The dairy industry has responded to criticisms about the sugar content in flavored milks served to children (especially in schools where soft drinks have been demonized) by working to reformulate chocolate milk and other flavored milks. This is one opportunity where stevia makes sense.

In addition, there are numerous natural color options available that can work for products such as strawberry milk. Keeping flavored milk attractive to children while curbing sugar or artificial ingredients will bolster the dairy industry’s argument that milk is a nutrient-dense food that is good for overall health and nutrition.

While stevia is a relative newcomer to the commercial ingredient market, honey has been available for much longer, but is also finding its way into more dairy products.

“The dairy industry is using honey more than ever, in products ranging from flavored spreads to flavored milks,” says Catherine Barry, director of marketing for the National Honey Board (www.honey.com), Firestone, Colo. “The booming yogurt industry also has turned to honey to provide a sweet flavor to a variety of products.”

This is especially true for Greek-style yogurt, where honey is part of the tradition; and, after all, Greek-style yogurt is where the action is in dairy. 

Yogurt and cheese

A recent study conducted by the NPD Group indicated the overall yogurt category is clearly and firmly showing double-digit growth, not only at retail but also in foodservice.

“Total dollar volume of yogurt shipped through foodservice distributors to foodservice outlets grew 10 percent and units shipped [grew] by 7 percent in the year ending September 2013 compared to a year ago,” the firm said in a press release. Those figures come from NPD’s SupplyTrack, which is a monthly tracking service that tracks every product shipped through leading broad-line distributors to foodservice operators. Retail sales of yogurt also have grown steadily in recent years, and retailers have made room for wider variety.

Cultures are crucial for yogurt products, but so are flavors, fruits and sometimes texturants and colors. Sweeteners come into play too. When developing yogurt, formulators need to first decide who their target consumer will be, because the variety of yogurt products has expanded to meet the special needs of different types of consumers.

Category leaders like Chobani, Dannon and General Mills offer a broad cross-section of products in an attempt to reach as many different consumers as possible. They also reformulate products to meet changing consumer expectations.
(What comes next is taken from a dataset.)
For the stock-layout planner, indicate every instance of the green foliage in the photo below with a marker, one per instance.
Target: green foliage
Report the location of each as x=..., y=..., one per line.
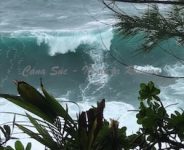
x=156, y=25
x=91, y=131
At the 2013 American Cheese Society Judging and Competition, held last summer in Madison, Wis., 257 North American artisan cheese makers companies submitted 1,794 different products for judging. From those entries, the Cellars of Jasper Hill's Winnimere was awarded best of show. A full-flavored cows milk cheese washed in locally made craft beer, Winnimere has been a favorite of artisan cheese fans since it was developed about a decade ago.

The Cellars at Jasper Hill, Greensboro, Vt., is one of the most successful artisan cheese companies in the U.S. The company is an outgrowth of a family-owned farmstead cheesemaking operation, Jasper Hill Farm, but the the Cellars now ages and markets numerous cheeses including cheeses made by other Vermont artisans and cheese Jasper Hill makes in collaboration with other cheesemakers.

Those cheeses are sold in specialty shops, Whole Foods Markets and other retail outlets coast to coast.